In remembrance of the 70th anniversary of “The Night of the Murdered Poets,” — August 12, 1952 — when thirteen Jewish citizens of the Soviet Union were executed by the state after having been convicted of “nationalist activity” and espionage, we present a few translations and summary portraits of the actual poets among the group.

The poets among them included Peretz Markish, Leyb Kvitko, Itzik Fefer and David Hofshteyn.

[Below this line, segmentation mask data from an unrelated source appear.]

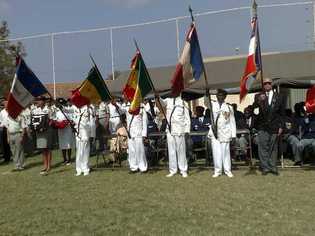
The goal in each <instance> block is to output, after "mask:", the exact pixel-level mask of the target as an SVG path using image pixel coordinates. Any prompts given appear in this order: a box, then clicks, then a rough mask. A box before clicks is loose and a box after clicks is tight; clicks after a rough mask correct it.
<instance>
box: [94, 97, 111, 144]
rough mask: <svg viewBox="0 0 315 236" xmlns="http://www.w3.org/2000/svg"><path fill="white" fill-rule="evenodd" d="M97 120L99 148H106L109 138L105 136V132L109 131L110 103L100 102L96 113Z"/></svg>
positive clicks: (97, 127) (96, 135) (106, 133)
mask: <svg viewBox="0 0 315 236" xmlns="http://www.w3.org/2000/svg"><path fill="white" fill-rule="evenodd" d="M96 117H97V118H96V120H97V129H96V136H97V139H98V140H99V150H104V149H105V147H106V146H105V145H106V143H107V140H106V139H105V138H104V135H105V134H108V131H109V128H108V127H109V126H108V123H109V109H108V104H107V103H105V102H101V103H100V104H99V107H98V110H97V113H96Z"/></svg>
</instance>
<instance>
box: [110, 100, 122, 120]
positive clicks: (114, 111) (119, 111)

The culmination of a number of years of harassment by the Soviet state, the event marked an end of Soviet Yiddish culture and a final proof of Stalin’s murderous anti-Semitism. What really connected the group was their affiliation with an organization called the Jewish Anti-Fascist Committee. While the JAFC was supported by the Soviet government during World War Two as it worked to rally international Jewish support (and funding) for the war effort, after the war the very fact that the committee appealed to Jews around the world caused it to be branded as nationalist and therefore criminal in the Soviet Union

The principle defendant in the trial, Solomon Lozovskii, testified that, “What is on trial here is the Yiddish language.” Indeed, for the poets among the accused, Yiddish poetry had literally become a matter of life and death. These writers had worked for decades to build Soviet Yiddish culture, and now their literary works were being used as evidence against them. Many had seen the Soviet Union as a liberator, even a savior, from the oppression Jews had experienced in Czarist Russia and during the rise of Nazism.